Classic card of the week

Todd Hammel, 1991 World League Pro Set

Todd Hammel had just thrown his fifth interception of the first quarter when he walked back to the sidelines, looking straight ahead at NY/NJ Knights’ head coach Brett Massingil. The coach looked back at his quarterback, and, after an inquisitive squint, called him over. Still staring at his QB, Massingil said to him, “Todd, look at me. No, up here…look at me. Can you…can you see?” Massingil had noticed that, because of Hammel’s unprecedented high-top mullet, his helmet sat oddly on top of his head, placing the top bar of his facemask directly in the line of his vision.
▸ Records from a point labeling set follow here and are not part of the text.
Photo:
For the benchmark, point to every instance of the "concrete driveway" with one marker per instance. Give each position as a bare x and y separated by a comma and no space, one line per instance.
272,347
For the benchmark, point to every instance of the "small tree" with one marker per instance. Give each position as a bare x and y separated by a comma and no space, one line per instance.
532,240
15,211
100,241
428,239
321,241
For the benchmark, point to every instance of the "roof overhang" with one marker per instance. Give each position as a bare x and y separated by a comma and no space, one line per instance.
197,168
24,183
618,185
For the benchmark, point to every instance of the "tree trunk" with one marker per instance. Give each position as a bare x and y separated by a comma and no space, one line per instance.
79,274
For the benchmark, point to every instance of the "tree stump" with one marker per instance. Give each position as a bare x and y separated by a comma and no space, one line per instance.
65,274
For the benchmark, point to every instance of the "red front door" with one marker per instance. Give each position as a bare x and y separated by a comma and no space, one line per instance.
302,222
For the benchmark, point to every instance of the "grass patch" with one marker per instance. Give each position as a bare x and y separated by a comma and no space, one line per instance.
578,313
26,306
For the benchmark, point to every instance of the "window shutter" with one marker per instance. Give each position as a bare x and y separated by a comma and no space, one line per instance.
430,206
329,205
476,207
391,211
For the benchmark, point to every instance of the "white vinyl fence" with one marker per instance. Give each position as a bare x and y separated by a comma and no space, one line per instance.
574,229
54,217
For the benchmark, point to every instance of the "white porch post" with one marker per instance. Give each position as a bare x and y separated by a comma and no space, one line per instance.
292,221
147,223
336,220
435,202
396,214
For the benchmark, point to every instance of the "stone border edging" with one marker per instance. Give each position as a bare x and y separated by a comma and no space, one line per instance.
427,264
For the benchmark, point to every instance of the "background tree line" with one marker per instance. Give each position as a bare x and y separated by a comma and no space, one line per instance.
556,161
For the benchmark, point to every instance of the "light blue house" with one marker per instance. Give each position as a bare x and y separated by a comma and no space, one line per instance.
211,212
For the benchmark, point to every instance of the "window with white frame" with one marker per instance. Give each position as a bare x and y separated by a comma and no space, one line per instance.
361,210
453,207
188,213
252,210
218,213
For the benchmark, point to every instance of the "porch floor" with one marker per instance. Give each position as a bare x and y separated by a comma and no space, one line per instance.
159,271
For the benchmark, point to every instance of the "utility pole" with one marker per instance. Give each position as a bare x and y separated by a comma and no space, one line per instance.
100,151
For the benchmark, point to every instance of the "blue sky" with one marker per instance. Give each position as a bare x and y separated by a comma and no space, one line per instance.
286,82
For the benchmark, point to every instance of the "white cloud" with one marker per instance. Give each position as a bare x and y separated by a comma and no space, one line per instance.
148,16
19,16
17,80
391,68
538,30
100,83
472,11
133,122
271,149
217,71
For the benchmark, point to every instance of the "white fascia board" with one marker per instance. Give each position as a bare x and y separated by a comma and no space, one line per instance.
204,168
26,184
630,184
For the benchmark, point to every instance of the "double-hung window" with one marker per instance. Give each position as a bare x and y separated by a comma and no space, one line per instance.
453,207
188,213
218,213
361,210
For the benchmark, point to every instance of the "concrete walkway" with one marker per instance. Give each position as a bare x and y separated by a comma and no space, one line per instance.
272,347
After additional coaxing from the offensive coordinator, Hammel finally admitted that, no, he could not see anything out there. In fact, the previous week, the Knights were involved in a tight 0-0 game with the rival PA/OH Barnstormers, when, in an attempt to calm his team in the huddle before a crucial third down in the fourth quarter, Hammel turned to his teammates and said, “Hey, is that John Candy over there in the stands?” After looking over his shoulder, a confused offensive lineman named Todd Blunthead turned to Hammel and said, “That’s Emmanuel Lewis.” It was at that point when the entire team panicked, and when Hammel dropped back to pass, he mistakenly threw the ball through the uprights, thinking he had given the Knights a 3-0 lead. Instead, the Knights were penalized 50 yards for “extreme incompetence,” thus putting the Barnstormers in field-goal position, and ending the game. Hammel would later admit that he was scared to mention his complete lack of vision because he assumed that someone in the front office would make him cut his mullet. It was, after all, around the same time that Yankees’ owner George Steinbrenner had forced Don Mattingly to shave his sideburns. Ironically, sideburns were the least of Todd Hammel’s problems:

Regardless, a compromise was in order. Instead of Hammel cutting his mullet or the Knights absorbing the cost of a specially ordered helmet, the World League decided, upon further review, that Hammel’s mullet could actually act as a helmet, thus clearing his line of vision. The following game, with eyes that could see for miles, Hammel threw seven interceptions, but that was mostly because he threw the ball two-handed.

Did you know?
Italian Americans within the metropolitan area found the symbol of the NY/NJ Knights – a horse head – implicit and offensive.


Anonymous said…
Mullets are implicit and offensive and never serve a purpose!